We all know the story. Galileo, the Italian astronomer, insisted that the planets revolved around the sun. The Catholic Church, on the other hand, insisted that the earth was in the center, and all else revolved around us. Galileo was smart, the church was ignorant (to put it nicely), and he was brought before the Inquisition. They convicted him of heresy and forced him to recant. But now we know better—even the Catholics have agreed that Galileo was correct. The conclusion? This all provides yet one more example that scientists are smarter than Christians.
Except… that story is just that—a story. It isn’t exactly true, and leaves out a lot of very important facts.
Yes, Galileo (1564 to 1642) was an astronomer and mathematician living in Pisa. Yes, his observations supported his theory that the earth and other planets revolve around the sun. And yes, he was brought before the Inquisition and convicted for his beliefs.
He also was a strong Roman Catholic, and had even considered studying for the priesthood before he became a scientist.
Galileo wasn’t the first to propose a heliocentric model of the solar system. Copernicus had already published his model in 1543, and he got the idea from Aristarchus of Samos, a Greek astronomer and mathematician who lived around 310 – 230 BC. Kepler published his work in 1609. So this was nothing new.
However, Galileo’s timing couldn’t have been worse. The prevailing view of the time, believed by the vast majority of the scientific community, held that the universe was geocentric, with the earth in the center, the sun, moon, and planets revolving around it, and the stars fixed in the firmament.
There was plenty of evidence to support this belief. It not only fit the facts as they were known, but there was a major problem with the alternative belief in heliocentrism. Where was the parallax shifts in the stars’ positions that you’d expect to see as the earth moved? At that time, astronomers had no concept of the vast distances of interstellar space, and they lacked the instrumentation required to observe the parallax shifts we now know exist.

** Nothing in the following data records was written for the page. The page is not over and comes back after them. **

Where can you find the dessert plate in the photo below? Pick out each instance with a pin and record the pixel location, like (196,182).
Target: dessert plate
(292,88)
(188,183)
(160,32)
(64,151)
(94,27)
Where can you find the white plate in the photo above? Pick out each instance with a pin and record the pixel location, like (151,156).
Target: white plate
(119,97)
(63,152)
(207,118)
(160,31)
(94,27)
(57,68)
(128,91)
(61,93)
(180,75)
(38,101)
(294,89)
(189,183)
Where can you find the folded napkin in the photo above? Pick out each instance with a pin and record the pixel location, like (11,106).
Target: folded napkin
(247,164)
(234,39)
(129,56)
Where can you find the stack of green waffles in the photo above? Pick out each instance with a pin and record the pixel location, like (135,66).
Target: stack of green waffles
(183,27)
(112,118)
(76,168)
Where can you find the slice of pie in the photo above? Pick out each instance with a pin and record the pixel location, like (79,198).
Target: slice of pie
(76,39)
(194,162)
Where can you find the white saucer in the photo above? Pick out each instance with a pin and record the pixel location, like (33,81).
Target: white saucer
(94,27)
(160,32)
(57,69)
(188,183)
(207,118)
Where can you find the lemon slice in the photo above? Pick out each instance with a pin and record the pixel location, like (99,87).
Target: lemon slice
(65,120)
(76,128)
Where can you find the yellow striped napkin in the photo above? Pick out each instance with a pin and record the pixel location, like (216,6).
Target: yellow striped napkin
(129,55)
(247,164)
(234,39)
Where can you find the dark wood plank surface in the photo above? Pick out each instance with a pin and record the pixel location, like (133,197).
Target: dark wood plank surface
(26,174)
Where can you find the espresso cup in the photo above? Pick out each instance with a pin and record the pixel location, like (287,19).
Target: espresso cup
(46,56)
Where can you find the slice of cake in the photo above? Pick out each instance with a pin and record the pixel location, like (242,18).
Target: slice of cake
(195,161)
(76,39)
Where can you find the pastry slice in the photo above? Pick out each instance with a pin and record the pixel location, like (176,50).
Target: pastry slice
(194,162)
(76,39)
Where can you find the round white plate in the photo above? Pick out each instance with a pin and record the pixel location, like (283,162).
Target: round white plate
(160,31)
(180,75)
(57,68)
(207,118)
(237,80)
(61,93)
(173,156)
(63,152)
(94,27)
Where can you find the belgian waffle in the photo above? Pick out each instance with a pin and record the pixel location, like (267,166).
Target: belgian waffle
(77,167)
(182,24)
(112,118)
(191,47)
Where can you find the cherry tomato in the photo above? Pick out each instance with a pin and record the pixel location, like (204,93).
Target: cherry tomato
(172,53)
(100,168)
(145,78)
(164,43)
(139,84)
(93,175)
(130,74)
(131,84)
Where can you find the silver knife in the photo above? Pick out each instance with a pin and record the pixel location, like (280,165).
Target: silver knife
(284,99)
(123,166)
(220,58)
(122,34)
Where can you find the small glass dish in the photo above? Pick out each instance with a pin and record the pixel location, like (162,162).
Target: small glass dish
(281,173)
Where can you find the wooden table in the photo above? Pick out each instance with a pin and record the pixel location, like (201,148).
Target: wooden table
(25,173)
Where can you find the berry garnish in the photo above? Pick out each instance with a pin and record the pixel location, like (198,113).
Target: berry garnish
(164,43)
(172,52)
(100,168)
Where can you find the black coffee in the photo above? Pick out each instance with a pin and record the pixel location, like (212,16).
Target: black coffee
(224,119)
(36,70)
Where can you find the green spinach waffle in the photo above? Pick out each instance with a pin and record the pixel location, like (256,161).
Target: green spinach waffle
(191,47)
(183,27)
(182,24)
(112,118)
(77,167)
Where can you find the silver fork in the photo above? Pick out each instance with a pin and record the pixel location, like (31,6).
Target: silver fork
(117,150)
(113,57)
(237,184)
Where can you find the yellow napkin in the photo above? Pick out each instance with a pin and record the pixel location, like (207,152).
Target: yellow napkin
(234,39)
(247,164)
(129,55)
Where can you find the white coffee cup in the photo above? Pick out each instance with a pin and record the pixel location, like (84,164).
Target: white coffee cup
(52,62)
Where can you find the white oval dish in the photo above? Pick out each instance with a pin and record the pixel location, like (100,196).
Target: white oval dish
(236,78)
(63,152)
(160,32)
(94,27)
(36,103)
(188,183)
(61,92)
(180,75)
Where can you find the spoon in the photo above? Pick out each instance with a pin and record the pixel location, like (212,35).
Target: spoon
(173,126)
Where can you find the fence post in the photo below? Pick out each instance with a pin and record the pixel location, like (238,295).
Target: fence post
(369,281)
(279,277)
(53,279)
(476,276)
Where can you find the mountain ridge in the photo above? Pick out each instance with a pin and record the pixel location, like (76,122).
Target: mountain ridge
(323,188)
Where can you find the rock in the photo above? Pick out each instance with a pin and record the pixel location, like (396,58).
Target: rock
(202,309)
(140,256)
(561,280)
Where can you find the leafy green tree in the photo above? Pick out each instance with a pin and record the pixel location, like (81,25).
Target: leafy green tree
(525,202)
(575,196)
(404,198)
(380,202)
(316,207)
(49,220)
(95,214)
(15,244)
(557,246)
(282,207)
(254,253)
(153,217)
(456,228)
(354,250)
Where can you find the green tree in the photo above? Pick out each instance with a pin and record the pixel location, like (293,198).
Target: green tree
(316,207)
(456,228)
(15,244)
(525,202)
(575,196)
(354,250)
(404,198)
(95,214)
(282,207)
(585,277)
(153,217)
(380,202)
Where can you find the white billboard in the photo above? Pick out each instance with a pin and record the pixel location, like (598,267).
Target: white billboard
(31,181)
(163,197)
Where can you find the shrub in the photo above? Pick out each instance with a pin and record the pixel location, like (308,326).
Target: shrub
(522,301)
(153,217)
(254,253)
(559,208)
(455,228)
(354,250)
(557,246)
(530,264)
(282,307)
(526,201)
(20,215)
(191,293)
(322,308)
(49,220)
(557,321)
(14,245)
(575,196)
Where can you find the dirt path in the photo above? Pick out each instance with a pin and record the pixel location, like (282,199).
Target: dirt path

Remember, also, that the Reformation was under way at this time, and the Church was feeling its effects. Any view that shook what the hierarchy considered foundational to its beliefs was highly suspect, and placing the sun at the center was seen to contradict Scripture In 1616, when Galileo was brought before the Roman Inquisition and warned against promoting heliocentrism, the action was part of a general purge of the theory by the church.
According to “The Galileo Controversy”:
At Galileo’s request, Cardinal Robert Bellarmine, a Jesuit—one of the most important Catholic theologians of the day—issued a certificate that, although it forbade Galileo to hold or defend the heliocentric theory, did not prevent him from conjecturing it.
Accordingly, in 1623 Pope Urban VIII gave Galileo permission to write a new book on the topic, with the constraint that he present arguments both for heliocentrism and geocentrism. The result was Dialogue Concerning the Two Chief World Systems, published in 1632.
And it was here that Galileo let his frustration and temper get the best of him. One of the characters in Dialog was Simplicio, the foolish proponent of geocentrism—and Simplicio’s argument was the very one the pope had provided. In other words, Galileo used this character to mock the very person who could cause him the most grief! There is some question as to whether this insult was intentional, but the pope took it as such. At the same time, the book attacked one of the Jesuit astronomers, alienating the (previously supportive) Jesuits as well.
As a result, Galileo was brought before the Inquisition a second time, in 1633, and convicted of “a strong suspicion of heresy” (a lesser charge than actual heresy) . Still, the church treated him gently. He could have been tortured or even executed, but they instead simply confined him to a comfortable house arrest.
As usual, there is more than one side to the story.